The source of this behaviour is explained as an outbreak of a contagion and a weird type of radiation.  NASA knows but there is media censorship. Ships sent to Venus and back are being fingered. People die and reanimate to become cannibal hunters. The living are paralyzed with fear.

The historical time of 1967 America that this was written is a key to unlock its metaphors.

The Summer of Love and Hippies were counter-balanced by escalating racial tension and cities were facing riots and burning.

There was no formal script at the time of filming, and actors and the Director improvised a great deal. So, it had a mechanism to reflect the real time events, like the murder of Martin Luther King and the boiling over of Black rage.

The cast is all white except for the one exception of the hero. I am not clear how this was received at the time. It was a financial success.

Silo Theatre - Night of the Living Dead - Andi Crown Photography 6
Silo Theatre – Night of the Living Dead – Andi Crown Photography 6

George A. Romero has said on several occasions that there was nothing political about any of his zombie movies. They were amoral. Of course, he was lying, and there have been other recorded interviews contradicting this. Even more brazen than Bob Dylan.
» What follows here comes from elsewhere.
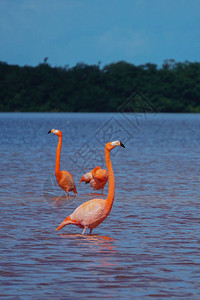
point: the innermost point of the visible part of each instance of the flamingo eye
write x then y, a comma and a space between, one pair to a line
115, 143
Romero went on to make three more classic ones and two reasonable ones. He developed those central themes of contagion, fear and slaughter. All have the wicked and macabre sense of humour.

Dawn of the Dead made the most money. I attended the premiere at the Civic theatre, where everyone screamed at the boosted special effects splatter fest. A zombie is walking towards an idling helicopter in mid-range camera view. He mounts a low stair platform and gets the top of his head sliced off. Rednecks are gathered to go on a zombie turkey shoot. As they get more drunk it becomes a comedy of slaughter as the Bubbas’ get overwhelmed.

Silo Theatre - Night of the Living Dead - Andi Crown Photography 6
Silo Theatre – Night of the Living Dead – Andi Crown Photography 6

Day of the Dead is probably the best, as the zombies are legion, and the Army is the only bastion. A great shot of zombies shuffling out of a bank, followed by a huge alligator.  

Night of the Living Dead (1990) has a scene of zombies being hung on trees and shot repeatedly.

Those allusions are all there in the original too. The Klu Klux Klan. The Nazi blitzkrieg bop on their Eastern front.

A powerful movie whose strength has been enhanced by this remastered presentation. We are them and they are us. George A. Romero put that line in the remake. It is implicit all over the original Night of the Living Dead.